Hi everyone - great to see the thread is growing!
I woke up early this morning (unheard of on a Saturday) and have already stripped the beds, done two machine loads, and lovely washed bedding out on the line in the sunshine, billowing in the breeze.
Thank you @KobeWan for that link last night. I've signed up and already it's making me think in a way I never have before.
As mentioned in previous posts - I've gone for long periods of time - 9 months on one occasion - not drinking, but I ALWAYS go back it. No idea why, because I'm not dependant on it, I don't miss it when I'm not drinking, but I just get these 'fuck it' moments and start up again. And as soon as I do, I'm back to drinking the same levels I was before.

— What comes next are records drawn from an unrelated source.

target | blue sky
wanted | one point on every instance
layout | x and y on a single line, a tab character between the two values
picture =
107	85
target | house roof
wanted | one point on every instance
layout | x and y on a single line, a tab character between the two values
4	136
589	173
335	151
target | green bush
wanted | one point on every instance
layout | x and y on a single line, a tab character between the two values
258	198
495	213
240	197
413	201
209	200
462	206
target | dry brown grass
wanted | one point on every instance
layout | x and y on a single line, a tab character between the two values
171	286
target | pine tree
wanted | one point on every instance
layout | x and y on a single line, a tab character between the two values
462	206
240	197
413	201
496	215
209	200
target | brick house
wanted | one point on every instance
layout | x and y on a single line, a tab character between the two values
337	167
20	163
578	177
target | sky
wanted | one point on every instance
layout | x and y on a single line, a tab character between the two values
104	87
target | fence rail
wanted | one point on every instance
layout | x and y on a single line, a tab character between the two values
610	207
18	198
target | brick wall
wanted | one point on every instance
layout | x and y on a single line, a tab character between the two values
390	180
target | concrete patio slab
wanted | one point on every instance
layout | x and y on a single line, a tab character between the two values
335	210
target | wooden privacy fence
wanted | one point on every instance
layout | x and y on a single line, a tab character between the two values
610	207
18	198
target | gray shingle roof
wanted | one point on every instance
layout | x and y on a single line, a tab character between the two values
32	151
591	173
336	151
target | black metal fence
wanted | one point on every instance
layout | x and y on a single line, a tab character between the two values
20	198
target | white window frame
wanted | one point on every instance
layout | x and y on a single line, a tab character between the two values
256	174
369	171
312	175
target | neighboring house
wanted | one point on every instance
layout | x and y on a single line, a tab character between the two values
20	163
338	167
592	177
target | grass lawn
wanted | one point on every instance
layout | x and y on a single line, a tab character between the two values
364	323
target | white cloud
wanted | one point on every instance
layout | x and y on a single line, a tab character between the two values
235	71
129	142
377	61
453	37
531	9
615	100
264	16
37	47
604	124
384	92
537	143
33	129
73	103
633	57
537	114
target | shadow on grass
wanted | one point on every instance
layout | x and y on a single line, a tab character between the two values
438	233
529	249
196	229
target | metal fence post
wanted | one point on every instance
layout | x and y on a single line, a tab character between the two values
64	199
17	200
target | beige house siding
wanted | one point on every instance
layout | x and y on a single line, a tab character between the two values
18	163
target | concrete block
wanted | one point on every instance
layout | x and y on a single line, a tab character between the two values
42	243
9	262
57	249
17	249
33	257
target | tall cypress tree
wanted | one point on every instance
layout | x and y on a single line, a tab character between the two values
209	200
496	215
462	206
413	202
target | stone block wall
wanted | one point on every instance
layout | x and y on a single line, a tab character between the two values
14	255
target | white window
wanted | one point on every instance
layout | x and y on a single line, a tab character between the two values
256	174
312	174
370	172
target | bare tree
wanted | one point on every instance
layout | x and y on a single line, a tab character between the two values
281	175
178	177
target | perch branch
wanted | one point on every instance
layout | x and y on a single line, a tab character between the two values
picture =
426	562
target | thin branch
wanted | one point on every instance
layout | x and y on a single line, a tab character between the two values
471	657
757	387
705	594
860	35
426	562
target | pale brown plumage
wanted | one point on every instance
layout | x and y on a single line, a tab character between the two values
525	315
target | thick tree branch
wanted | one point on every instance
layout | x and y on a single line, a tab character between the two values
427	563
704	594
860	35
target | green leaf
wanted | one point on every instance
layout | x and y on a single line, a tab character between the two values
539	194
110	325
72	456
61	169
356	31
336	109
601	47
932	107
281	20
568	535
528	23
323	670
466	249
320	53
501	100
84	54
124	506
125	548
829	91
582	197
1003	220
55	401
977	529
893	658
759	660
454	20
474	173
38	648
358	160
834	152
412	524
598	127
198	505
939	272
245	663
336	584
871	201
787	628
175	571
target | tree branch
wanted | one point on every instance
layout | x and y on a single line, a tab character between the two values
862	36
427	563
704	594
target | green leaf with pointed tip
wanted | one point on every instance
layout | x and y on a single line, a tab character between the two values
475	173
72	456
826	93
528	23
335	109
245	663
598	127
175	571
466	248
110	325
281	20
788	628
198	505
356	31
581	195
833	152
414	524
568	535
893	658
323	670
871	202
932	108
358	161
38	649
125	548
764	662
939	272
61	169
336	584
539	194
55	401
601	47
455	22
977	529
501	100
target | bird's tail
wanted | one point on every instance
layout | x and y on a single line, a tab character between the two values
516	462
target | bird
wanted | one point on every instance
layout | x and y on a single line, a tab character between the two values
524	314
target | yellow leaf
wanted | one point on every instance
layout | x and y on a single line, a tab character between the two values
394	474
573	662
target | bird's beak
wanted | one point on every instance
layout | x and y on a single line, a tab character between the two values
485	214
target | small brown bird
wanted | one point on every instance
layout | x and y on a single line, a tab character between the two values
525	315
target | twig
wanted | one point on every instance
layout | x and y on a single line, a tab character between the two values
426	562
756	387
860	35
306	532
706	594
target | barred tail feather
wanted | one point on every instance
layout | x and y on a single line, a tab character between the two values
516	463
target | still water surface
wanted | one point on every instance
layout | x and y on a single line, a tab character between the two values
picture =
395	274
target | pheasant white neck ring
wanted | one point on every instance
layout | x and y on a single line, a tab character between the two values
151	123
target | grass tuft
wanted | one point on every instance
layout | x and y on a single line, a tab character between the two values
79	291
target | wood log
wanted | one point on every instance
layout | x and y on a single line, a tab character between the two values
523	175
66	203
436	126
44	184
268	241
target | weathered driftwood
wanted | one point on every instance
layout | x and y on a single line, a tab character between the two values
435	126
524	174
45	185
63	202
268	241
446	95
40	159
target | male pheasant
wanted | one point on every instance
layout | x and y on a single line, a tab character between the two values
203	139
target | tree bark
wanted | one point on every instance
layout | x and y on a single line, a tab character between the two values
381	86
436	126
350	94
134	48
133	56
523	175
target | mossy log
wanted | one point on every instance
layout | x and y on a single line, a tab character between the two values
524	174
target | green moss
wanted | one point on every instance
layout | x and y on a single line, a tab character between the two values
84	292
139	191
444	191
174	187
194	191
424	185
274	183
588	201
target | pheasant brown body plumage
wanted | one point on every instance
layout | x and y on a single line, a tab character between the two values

My drinking comprises - two or three nights a week, drinking a bottle and a half - so up to 4.5 bottles a week - at home. I always drink to the point of being pissed - merry, giddy, but not blotto. So I know what I'm doing but I've got the booze buzz. Then I do this whole remedial action thing before bed. Loads of water / herbal tea. Lots of tooth brushing, mouthwash, pre-bed shower maybe, deodorant, perfume, bottles disposed of, glasses washed up - anything to erase the evidence of my drinking. I do this even though I'm single and my grown up kids are often staying over at their partner's places, so I'm not hiding it from anyone else, just myself really. Obviously the water drinking etc. is an attempt to minimise the hangover and although it does to some extent (stops the dehydration mouth and headache) I still feel out of sorts all the next day. So it's two or three days alcohol free and then I do it all again. Rinse, cycle, repeat.
I guess I've never really changed my mindset properly but already, just watching a couple of the Annie Grace videos, a lot of what she is saying is getting through. Maybe this time is really the time I can give up for good?
Anyway, I signed up - 1st August and it's a 30 day challenge so I thought the timing couldn't be better. New month, new start. A month long experiment and see how I feel at the end of it. Ok so I've already got a week AF under my belt, but I'm kind of seeing today as my Day I as far as the 'experiment' is concerned.
Right now, the very last thing I want to do is drink, but I've been here before so many times. I really hope this time can be different.
Apologies for length of post - it turned into a kind of blog, but I guess that's therapeutic. Keep going everyone and have a great day!